Managing OpenFOAM Physical Simulations with DVC, CML, and Studio (Part 1)

In the series of blog posts we discuss the challenges of using OpenFOAM for computational fluid dynamics simulations, as well as the benefits of using DVC, CML, and Iterative Studio for data versioning, experiment management, and cloud resource management. In the first part we build a demo project with OpenFOAM and DVC to automate the process of running simulations, to capture and track data and code.

  • Mikhail Rozhkov
    +1
    Petr Zikán
  • April 17, 202314 min read
Hero Picture

Introduction

OpenFOAM is a powerful, open-source software tool used for computational fluid dynamics (CFD) simulations. It allows engineers and scientists to model and analyze the flow of fluids, such as gases and liquids, through intricate geometries and physical phenomena. For example, such physical phenomena could be turbulence, heat transfer, and chemical reactions. OpenFOAM has a large and dedicated user base and is utilized in a variety of industries, including aerospace, automotive, chemical, energy, and marine engineering.

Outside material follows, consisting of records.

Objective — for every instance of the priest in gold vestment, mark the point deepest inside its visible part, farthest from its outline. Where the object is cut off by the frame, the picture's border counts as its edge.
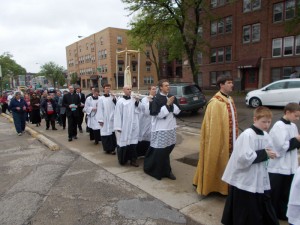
(218, 133)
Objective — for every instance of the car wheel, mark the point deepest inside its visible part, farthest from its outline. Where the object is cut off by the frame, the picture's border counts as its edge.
(255, 102)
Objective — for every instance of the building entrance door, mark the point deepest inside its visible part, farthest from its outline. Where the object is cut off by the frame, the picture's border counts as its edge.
(251, 78)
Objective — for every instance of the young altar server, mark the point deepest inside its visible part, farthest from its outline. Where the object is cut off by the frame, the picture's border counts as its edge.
(126, 127)
(286, 141)
(248, 202)
(163, 133)
(145, 123)
(105, 117)
(293, 211)
(90, 108)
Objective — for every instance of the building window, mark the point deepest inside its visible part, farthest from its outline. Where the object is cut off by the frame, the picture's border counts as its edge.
(228, 24)
(148, 53)
(120, 68)
(213, 55)
(213, 28)
(288, 44)
(148, 80)
(199, 58)
(283, 10)
(256, 32)
(220, 55)
(297, 45)
(148, 68)
(251, 33)
(246, 34)
(277, 47)
(221, 26)
(251, 5)
(228, 54)
(289, 9)
(119, 40)
(216, 3)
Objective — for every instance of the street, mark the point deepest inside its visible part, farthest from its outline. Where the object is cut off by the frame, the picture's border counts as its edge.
(79, 184)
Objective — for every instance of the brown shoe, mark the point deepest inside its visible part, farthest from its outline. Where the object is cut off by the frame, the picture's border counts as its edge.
(172, 176)
(134, 163)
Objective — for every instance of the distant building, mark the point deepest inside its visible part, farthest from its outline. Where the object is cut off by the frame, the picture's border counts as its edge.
(248, 40)
(93, 60)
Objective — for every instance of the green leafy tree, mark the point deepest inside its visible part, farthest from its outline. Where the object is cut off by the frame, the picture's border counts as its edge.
(10, 69)
(53, 72)
(74, 78)
(168, 23)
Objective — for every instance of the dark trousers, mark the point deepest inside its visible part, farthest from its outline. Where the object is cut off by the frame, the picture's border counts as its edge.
(80, 118)
(50, 119)
(4, 107)
(19, 121)
(72, 125)
(63, 119)
(280, 191)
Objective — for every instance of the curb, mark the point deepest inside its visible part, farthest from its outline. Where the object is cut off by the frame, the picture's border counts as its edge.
(44, 140)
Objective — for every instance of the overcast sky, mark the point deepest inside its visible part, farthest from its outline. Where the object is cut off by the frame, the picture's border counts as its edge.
(37, 31)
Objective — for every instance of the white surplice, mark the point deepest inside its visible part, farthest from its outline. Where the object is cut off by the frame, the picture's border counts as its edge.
(126, 120)
(91, 103)
(105, 114)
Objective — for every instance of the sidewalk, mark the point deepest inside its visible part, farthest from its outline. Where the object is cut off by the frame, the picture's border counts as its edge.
(179, 194)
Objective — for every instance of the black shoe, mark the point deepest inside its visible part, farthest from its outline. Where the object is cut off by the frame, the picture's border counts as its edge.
(171, 176)
(133, 163)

This post focuses on the following challenges that users of OpenFOAM may encounter:

  1. Complexity: OpenFOAM is a highly flexible and powerful tool, but this can also make it difficult for new users to learn and navigate. The software has a large number of solvers and utilities, and it can be challenging to understand which solver is most suitable for a given problem.

  2. Data management: OpenFOAM simulations generate a number of outputs that need to be stored, versioned, shared, and cleaned up when needed.

  3. Interfacing with other software: OpenFOAM may need to be used in conjunction with other software, such as CAD or mesh generation tools, and there can be challenges in integrating these tools and transferring data between them.

  4. Software version control: OpenFOAM and simulation software are constantly updating and very complex software packages.

All challenges above become more challenging for a small team of researchers who develop and run simulations. They may lack experience with DevOps and cloud Infrastructure management. Therefore, having a handy toolset is needed to help with pipelines and infrastructure setup.

With DVC you may manage versions of simulation outputs, pipelines, and control software versions used to execute the pipeline ensuring consistent results. These features allow users to ensure that the new version of the software produces the same results as previous versions, helping to maintain the reliability and accuracy of the simulations. CML and Iterative Studio together provide a key for cloud resources management, running new experiments via nice UI, showing parameters and results of the simulation.

We describe these and other features in the two following posts. In this post, we discuss how Iterative tools help with physical and computational simulations. To do this, we’ll go over a simple demo project built with OpenFOAM. The demo shows how to set up DVC for simulation experiments and data management.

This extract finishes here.